Sophie inclina la tête, l’interrogeant.

— Pourquoi ? voulut-elle savoir. Que lui a fait Harlan ? Je croyais qu’ils étaient amis !

Kell parut désarçonné par sa déclaration.

— D’où tenez-vous une telle chose ?

Sophie se tourna, son regard se perdant dans l’océan.

— C’est que... Harlan a mentionné son nom dans une lettre adressée à un ami commun... Je me suis dit que peut-être...

— Vous avez eu tort ! révéla Kell sans retenue, son ton acéré attirant l’attention de Sophie, qui leva les yeux vers lui pour détailler son expression. Je peux vous affirmer que Jack et votre fiancé sont à couteaux tirés.

— Oh, dit Sophie, se rendant compte que Kell n’avait aucune raison de lui mentir.

Il avait l’air méprisant, même s’il était évident qu’il essayait de le lui dissimuler. La curiosité la poussa à demander :

— Dites-moi, je vous prie, ce qu’a fait Harlan ?

Ce n’était pas comme si Sophie le croyait parfaitement intègre. Elle avait déjà cessé de l’aduler.

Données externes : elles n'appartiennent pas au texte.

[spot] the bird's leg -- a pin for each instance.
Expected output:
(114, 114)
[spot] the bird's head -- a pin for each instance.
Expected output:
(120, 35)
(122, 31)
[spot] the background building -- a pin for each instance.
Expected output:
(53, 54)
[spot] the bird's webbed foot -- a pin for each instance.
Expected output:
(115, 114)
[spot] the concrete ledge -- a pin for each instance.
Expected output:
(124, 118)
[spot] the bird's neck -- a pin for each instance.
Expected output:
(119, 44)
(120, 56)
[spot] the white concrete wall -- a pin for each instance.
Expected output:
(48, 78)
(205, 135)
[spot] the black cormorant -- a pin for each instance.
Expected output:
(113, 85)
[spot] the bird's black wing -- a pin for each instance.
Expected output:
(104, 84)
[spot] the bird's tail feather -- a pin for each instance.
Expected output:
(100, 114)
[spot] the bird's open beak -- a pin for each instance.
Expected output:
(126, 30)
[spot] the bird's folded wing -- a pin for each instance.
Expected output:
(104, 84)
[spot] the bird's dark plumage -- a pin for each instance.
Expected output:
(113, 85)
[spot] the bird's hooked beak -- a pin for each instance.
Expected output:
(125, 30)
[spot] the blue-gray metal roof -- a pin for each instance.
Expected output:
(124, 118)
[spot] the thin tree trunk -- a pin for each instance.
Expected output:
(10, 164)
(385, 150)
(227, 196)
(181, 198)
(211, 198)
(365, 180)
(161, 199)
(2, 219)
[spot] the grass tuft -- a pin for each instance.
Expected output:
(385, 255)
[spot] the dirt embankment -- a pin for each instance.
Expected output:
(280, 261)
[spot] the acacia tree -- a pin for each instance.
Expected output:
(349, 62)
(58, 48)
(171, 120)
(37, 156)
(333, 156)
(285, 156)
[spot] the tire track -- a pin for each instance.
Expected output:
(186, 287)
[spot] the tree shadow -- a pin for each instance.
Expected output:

— Demandez à Jack, répondit Kell. Ce n’est pas à moi de vous le dire, Sophie. Je suis désolé.

— Je vois, répondit Sophie, même si elle ne voyait rien du tout.

La loyauté de Kell était inébranlable et admirable, mais elle n’allait certainement pas demander quoi que ce soit à Jack MacAuley.

— Vous dites que vous avez lu le nom de Jack dans une lettre ? demanda Kell.

Sophie comprit au ton de sa voix qu’il était curieux.

Elle décida qu’elle n’avait rien à lui cacher. Elle lui faisait confiance. Elle avait deviné que tout ce qu’elle pourrait lui dire resterait entre eux. Et elle avait besoin de se confier à quelqu’un. Elle décida que cela ne ferait aucun mal à personne de dire la vérité à Kell.

— Je vais bien voir Harlan, lui assura-t-elle, mais pas pour les raisons que j’ai évoquées. Je ne peux pas affirmer qu’il me manque vraiment, confessa-t-elle.

— C’est plus qu’évident, Sophie.

La jeune femme leva les yeux vers lui.

Vraiment ?

Elle aurait voulu lui demander pourquoi, mais n’était pas certaine de vouloir connaître la raison qui l’avait amené à cette conclusion. Elle craignait vivement que la vérité ne se lise dans ses yeux. Elle lui parla alors de la lettre, achevant son histoire les larmes aux yeux.

— Vous méritez bien mieux, lui assura Kell en l’attirant dans ses bras, la consolant d’une manière fraternelle.

Sophie lui était reconnaissante de son soutien. Son cœur se serra légèrement au souvenir du regard sinistre de Jack.

— Je vous en prie, n’en parlez pas à Jack, l’implora-t-elle.

Cela l’énervait qu’il ait choisi de penser le pire à son propos, mais elle n’aurait pu supporter qu’il ait pitié d’elle.

— Ce n’est pas à moi de le faire, la rassura-t-il.

Sophie hocha la tête, reconnaissante de sa réponse. La dernière chose qu’elle aurait voulue était la pitié de Jack.

Quoi qu’il en soit, il serait plus sûr qu’il continue à la détester. À en juger par le poids qu’elle ressentait dans son cœur en songeant au dégoût évident qu’il ressentait pour elle, elle lui avait déjà permis de s’approcher bien trop près, sans même s’en rendre compte.

Qu’est-ce que cela pouvait lui faire s’il ne lui faisait pas confiance, ou s’il ne l’appréciait pas ? Après ces deux semaines passées en mer, cela n’aurait plus aucune importance. Elle n’avait pas l’intention de lui demander de la ramener chez elle. Il vaudrait mieux pour elle qu’elle quitte ce maudit vaisseau et ne repose plus jamais les yeux sur lui.

Connaître un chagrin d’amour une fois dans sa vie était bien suffisant.